Cottage Grove Historical Society turns 50, recounts earliest meetings

Early Meeting, 1973

The Cottage Grove Historical Society was called to order on Jan 27, 1973, at the Cottage Grove Museum at a few minutes after 2’o’clock – Dove Trask Presiding. Dove gave a brief history of the museum and the former Pioneer Historical Society. Lena McFarland, who had done a lot to preserve the local history, asked Dove to make sure the museum survived when she moved away. She had worked hard to do so, sparking the interest of many people in the local area.

Ray Nelson, Anabelle Meacham, and Dove Trask were the interim committee between the old Pioneer Historical Society and the newly formed Cottage Grove Historical Society. They had papers prepared which would enable any donations to be tax-deductible.

The group went through the constitution and by-lays of the Cottage Grove Historical Society, noting the changes that had been made from the former Pioneer Historical Society. The changes were: Article I: Change the name from Pioneer Historical Society to Cottage Grove Historical Society. A motion was made and seconded, Ayes carried.

After several more motions regarding the by-laws, the meeting minutes ended with the following:

The interim committee acted as appointing committee and the officers of the Cottage Grove Historical Society were appointed: Mary Workman, President, Frank White, Vice President, Peggy Reaksecker, Secretary, and Janetta Overholser, Treasurer.

Mrs. Workman said she intended to have some very interesting meetings. Donna Allen took a group picture of the officers and after coffee and cookies, everyone then departed reported Janetta Overholser as Acting Secretary.

So began the story of the Cottage Grove Historical Society. The official Articles of Incorporation were approved and filed on Feb 12, 1973. Registering the organization as a 501c3 Non-profit. Early work of the organization focused on fundraising for the Cottage Grove Museum, collecting historic photographs, and identifying important historic homes and buildings.

Early Committee Work

The Landmarks Committee identified, researched, and proposed homes and buildings to recognize as historic landmarks. They created wood plaques and worked with the city to approve and designate these historically significant locations. This committee is also credited with developing the Historical Society logo.

Designed by LeRoy Carr, the logo was originally created as part of the historic markers the committee used to identify locations. The design was then adopted as the logo for the organization and continues to be used today. The image celebrates the community’s connection to agriculture, logging, and mining. A tree at the center represents the forests that encompass our town.

The Landmarks Committee was the predecessor to the city’s Historic Preservation Committee.

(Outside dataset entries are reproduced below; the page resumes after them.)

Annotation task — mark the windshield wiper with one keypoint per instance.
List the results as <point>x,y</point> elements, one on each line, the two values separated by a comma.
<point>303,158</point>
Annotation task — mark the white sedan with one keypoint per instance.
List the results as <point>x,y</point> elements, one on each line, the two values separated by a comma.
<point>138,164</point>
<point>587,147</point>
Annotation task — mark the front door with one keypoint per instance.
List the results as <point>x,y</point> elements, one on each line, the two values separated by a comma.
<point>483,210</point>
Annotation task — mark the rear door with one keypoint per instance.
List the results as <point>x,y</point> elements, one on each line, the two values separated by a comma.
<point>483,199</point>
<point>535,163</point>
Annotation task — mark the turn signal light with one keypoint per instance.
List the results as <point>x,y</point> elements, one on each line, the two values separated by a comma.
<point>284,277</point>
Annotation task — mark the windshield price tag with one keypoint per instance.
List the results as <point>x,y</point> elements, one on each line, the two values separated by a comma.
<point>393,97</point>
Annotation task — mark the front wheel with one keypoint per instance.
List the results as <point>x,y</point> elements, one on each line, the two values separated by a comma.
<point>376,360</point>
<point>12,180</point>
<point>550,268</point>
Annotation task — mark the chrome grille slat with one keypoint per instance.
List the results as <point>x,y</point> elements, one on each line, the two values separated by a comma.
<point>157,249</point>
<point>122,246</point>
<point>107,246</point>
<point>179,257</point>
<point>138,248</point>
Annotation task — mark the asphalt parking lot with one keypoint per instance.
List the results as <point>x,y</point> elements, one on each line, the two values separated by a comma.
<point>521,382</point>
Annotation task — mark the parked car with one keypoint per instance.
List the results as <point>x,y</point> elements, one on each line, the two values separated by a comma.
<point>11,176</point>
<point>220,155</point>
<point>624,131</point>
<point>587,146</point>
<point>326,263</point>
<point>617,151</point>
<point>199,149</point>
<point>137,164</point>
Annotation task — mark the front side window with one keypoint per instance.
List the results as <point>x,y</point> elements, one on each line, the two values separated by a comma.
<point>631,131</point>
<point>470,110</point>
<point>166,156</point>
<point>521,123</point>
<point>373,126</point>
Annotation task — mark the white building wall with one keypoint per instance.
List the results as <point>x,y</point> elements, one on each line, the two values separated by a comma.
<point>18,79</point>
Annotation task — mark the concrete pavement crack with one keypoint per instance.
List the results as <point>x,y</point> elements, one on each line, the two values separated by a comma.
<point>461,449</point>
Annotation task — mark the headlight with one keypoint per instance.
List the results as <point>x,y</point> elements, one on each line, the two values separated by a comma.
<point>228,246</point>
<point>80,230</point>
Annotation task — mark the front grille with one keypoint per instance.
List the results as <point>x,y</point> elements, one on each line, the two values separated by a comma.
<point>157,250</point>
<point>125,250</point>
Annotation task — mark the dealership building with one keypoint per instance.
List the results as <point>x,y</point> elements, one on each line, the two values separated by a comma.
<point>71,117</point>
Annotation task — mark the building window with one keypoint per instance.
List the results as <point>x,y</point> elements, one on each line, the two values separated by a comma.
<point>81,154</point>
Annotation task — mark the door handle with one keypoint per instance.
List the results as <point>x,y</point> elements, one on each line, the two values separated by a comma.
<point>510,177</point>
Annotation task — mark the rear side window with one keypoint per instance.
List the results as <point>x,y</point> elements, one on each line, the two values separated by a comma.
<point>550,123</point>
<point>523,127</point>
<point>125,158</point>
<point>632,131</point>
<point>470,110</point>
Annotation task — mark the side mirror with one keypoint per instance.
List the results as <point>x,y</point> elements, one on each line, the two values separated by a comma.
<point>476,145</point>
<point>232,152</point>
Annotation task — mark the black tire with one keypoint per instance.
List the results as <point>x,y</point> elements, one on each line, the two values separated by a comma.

A Photograph Committee was established to collect photos and build an archive. Volunteers worked to collect, identify, and organize historic photographs. Many of these files remain in the Cottage Grove Museum, but this would also become the seed that grew into the Historical Society’s research library.

Save the Depot was an independent local committee that was eventually absorbed by the CGHS. The committee was successful in obtaining and moving the depot for purposes of restoration. Unfortunately, this group dissolved after the Depot was burned down in an act of arson.

Other Early Activities

The organization hosted a Nostalgia Ball as a fundraiser for the Museum. Volunteers worked to support and participate in Bohemia Mining Days and Western Oregon Exposition celebrations. 

A brochure was created to highlighting the historic significance of the George Lea House.

Tours were organized including tours of local kitchens, gardens, neighborhoods, and homes. Tours also served to educate as well as fundraise. 

With much enthusiasm, a tape recorder was donated by Mr. and Mrs. Woolcott for the purposes of adding oral histories to the archives. There were several recordings made that are still available in the Historical Society’s archives.

Early members and volunteers established a solid foundation and set a high standard that those of us carrying on the tradition strive to maintain today.